Section 2. All other activities designated as ACE events shall
be at the discretion of the President, Events Director and Region
Director. Amended 8/1/2014
Bylaw Six: Regional Representatives
Section 1. Regional Representatives, hereinafter referred to as
Representatives, are appointed by the Region Director, with the approval
of the President. Amended 8/1/2014
Section 2. Regions for each Representative
must be approved by the Committee.
Section 3. Within their respective regions, Representatives are required
to communicate with members, welcome new members, maintain good relations with
parks, recruit new members and communicate with the Region Director.

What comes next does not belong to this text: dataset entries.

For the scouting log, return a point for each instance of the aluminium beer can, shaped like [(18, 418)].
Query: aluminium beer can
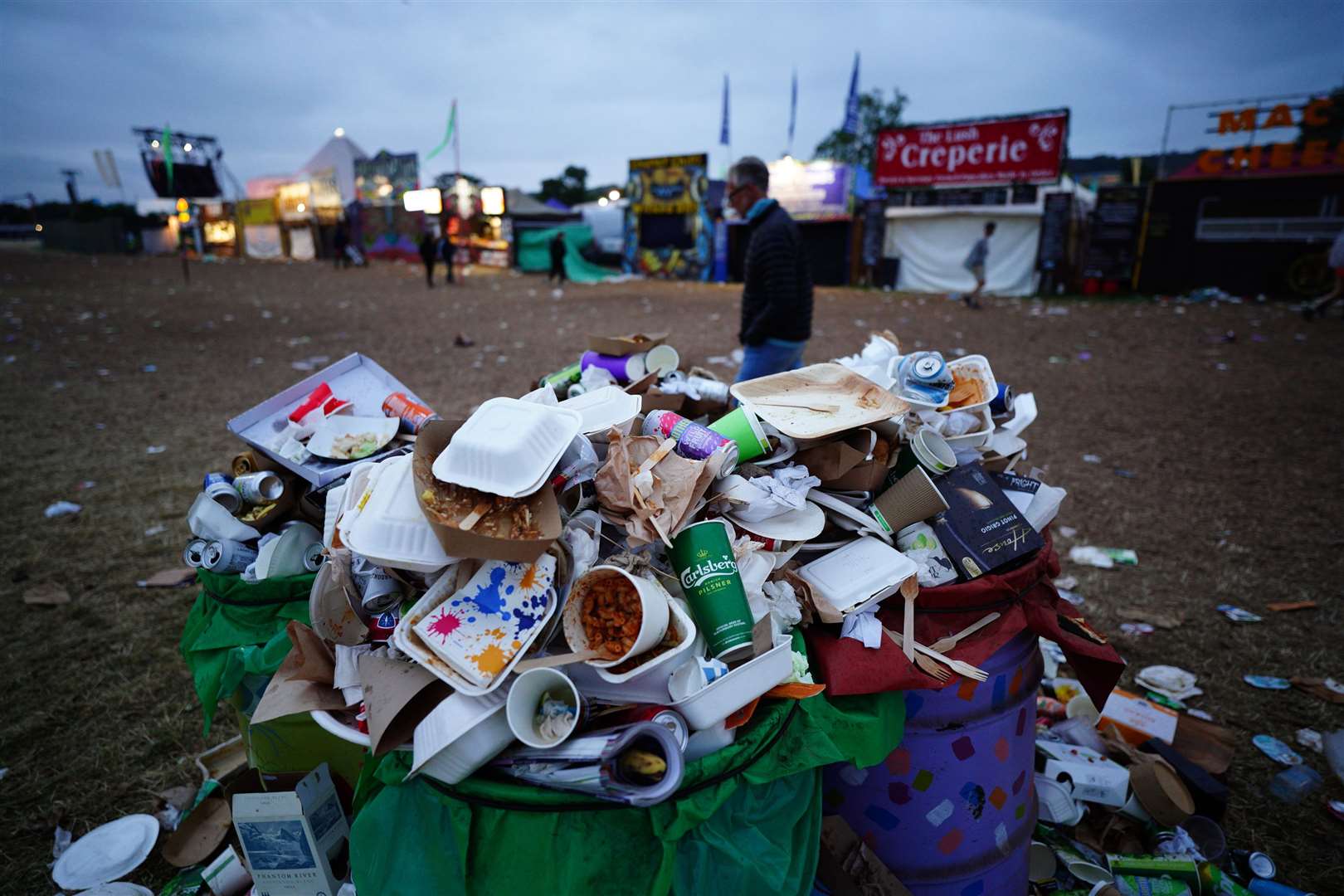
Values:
[(702, 558)]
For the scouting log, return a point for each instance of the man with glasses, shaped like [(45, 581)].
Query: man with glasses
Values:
[(776, 281)]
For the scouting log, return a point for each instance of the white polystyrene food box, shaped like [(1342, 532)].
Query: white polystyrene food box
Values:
[(723, 696), (355, 379), (604, 409), (409, 642), (392, 529), (858, 575), (507, 446)]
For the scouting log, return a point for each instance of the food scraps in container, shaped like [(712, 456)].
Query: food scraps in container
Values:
[(455, 505), (611, 616)]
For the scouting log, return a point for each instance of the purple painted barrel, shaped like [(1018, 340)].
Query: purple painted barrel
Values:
[(951, 811)]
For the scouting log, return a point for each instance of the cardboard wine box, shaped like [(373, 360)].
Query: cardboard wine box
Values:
[(981, 531)]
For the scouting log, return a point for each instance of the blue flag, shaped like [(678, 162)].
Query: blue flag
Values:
[(793, 109), (723, 127), (851, 104)]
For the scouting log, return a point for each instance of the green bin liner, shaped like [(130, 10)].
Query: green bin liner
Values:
[(236, 629), (746, 818)]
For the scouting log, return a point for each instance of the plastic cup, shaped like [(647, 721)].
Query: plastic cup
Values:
[(745, 429), (925, 449), (524, 700)]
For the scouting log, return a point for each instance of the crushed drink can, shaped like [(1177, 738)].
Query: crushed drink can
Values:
[(221, 490), (702, 558), (411, 414), (227, 557), (194, 553), (382, 625), (562, 377), (260, 488), (693, 441)]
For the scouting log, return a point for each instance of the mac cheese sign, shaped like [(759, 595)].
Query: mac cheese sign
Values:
[(1276, 153), (1020, 149)]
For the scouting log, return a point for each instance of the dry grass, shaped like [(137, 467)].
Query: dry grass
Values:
[(1235, 496)]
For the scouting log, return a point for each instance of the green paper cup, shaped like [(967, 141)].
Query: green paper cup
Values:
[(745, 429)]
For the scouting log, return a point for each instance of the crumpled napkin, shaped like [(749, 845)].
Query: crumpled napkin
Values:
[(863, 626)]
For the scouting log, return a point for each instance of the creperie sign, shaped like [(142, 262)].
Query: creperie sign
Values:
[(1276, 158), (1004, 151)]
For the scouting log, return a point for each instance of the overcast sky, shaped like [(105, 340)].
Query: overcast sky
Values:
[(543, 85)]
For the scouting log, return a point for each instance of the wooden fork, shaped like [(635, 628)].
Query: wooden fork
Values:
[(944, 645), (925, 664)]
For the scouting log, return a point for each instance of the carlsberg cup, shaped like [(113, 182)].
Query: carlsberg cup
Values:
[(702, 558)]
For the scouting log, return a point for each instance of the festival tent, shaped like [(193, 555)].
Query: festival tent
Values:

Amended 8/1/2014
Section 4. Representatives are urged to
develop camaraderie with assigned local members by creating a local
newsletter and planning activities for members in their region,
including coaster riding, under guidelines established by the Committee.
Bylaw Seven: ACE Property
Section 1. Control of ACE's copyright in
materials published by it is vested in the Committee. No material
copyrighted by ACE shall be released for use by others without prior
approval of the Committee and subsequent authorization in writing by
the President.
Section 2. The use of ACE stationery, the
names "American Coaster Enthusiasts", "ACE", and "A.C.E." and/or any
of ACE's logos without the prior consent of the Committee is prohibited.
Section 3. Individuals or firms granted
permission to use ACE's logos, copyrights, trademarks or service marks
may be required to pay a fee to ACE. The fee shall be determined by
the Committee.
Bylaw Eight: Membership Benefits
Section 1. For membership types that receive printed copies
of ACE publications, ACE publications shall be distributed to current
members on the following basis:
- RollerCoaster!: one copy to each
type of membership. Amended 8/1/2014
- ACE News: one copy to each type of
membership. Amended 8/1/2014
Bylaw Nine: Legal Principles
Section 1. The rules contained in the latest
revised edition of Robert's Rules of Order shall govern ACE in all
cases to which they are applicable and in which they are not
inconsistent with ACE's Constitution and Bylaws.

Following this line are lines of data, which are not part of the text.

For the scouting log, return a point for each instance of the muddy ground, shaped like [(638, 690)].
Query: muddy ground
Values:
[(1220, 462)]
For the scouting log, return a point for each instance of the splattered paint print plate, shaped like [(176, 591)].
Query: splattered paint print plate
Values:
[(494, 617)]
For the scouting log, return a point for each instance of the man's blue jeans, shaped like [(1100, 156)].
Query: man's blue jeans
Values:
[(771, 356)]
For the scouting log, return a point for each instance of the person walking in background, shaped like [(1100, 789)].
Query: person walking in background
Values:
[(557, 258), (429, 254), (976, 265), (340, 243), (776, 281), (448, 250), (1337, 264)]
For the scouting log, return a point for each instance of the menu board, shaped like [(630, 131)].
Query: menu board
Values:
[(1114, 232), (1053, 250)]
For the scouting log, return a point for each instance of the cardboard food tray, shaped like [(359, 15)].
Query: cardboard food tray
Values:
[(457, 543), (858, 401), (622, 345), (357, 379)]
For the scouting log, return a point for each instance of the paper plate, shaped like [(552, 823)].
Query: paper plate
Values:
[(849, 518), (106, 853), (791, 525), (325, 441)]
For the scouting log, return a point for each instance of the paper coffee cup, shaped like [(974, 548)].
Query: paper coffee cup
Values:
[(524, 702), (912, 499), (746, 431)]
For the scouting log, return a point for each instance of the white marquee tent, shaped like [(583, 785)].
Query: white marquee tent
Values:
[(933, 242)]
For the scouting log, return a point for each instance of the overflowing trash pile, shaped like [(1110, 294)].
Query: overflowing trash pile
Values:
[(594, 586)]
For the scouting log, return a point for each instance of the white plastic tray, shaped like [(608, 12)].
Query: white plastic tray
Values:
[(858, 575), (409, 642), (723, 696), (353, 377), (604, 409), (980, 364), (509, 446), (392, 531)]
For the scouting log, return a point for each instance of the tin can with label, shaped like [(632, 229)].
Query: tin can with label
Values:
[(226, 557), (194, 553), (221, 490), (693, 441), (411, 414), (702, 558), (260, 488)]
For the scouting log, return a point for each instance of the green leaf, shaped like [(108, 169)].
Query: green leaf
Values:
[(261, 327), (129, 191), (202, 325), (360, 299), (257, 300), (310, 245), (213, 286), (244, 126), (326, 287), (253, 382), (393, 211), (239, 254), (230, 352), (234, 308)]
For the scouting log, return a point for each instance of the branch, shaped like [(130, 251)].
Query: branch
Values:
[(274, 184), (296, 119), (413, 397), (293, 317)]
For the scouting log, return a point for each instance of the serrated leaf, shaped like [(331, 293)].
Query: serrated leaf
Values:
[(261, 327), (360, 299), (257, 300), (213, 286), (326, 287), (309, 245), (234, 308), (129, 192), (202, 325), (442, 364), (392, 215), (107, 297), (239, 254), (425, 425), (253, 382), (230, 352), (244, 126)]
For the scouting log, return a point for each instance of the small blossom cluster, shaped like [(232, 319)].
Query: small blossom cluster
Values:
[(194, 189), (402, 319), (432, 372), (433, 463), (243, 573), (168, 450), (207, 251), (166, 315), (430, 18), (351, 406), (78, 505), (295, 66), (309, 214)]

Bylaw Ten: Amendment of Bylaws
Section 1. An amendment to the Bylaws may be
proposed by a petition signed by no less than five percent (5%) of the
current voting membership and received by the Secretary no less than
sixty (60) days prior to the annual business meeting.
Section 2. The Committee may implement an
amendment if it deems such action to be in ACE's best interest.
Section 3. All amendments must be ratified by
a majority of those members voting if voted on by ballot presented
to all members in good standing or by
two-thirds of those voting if brought before a duly constituted quorum
at the next annual business meeting. Amended 8/4/2010
Bylaw Eleven: Quorums
Section 1. An Executive Committee quorum shall
be a majority of the total number of Officers and Directors.
Section 2. A quorum at the annual convention
shall be the number of members present at the annual business meeting.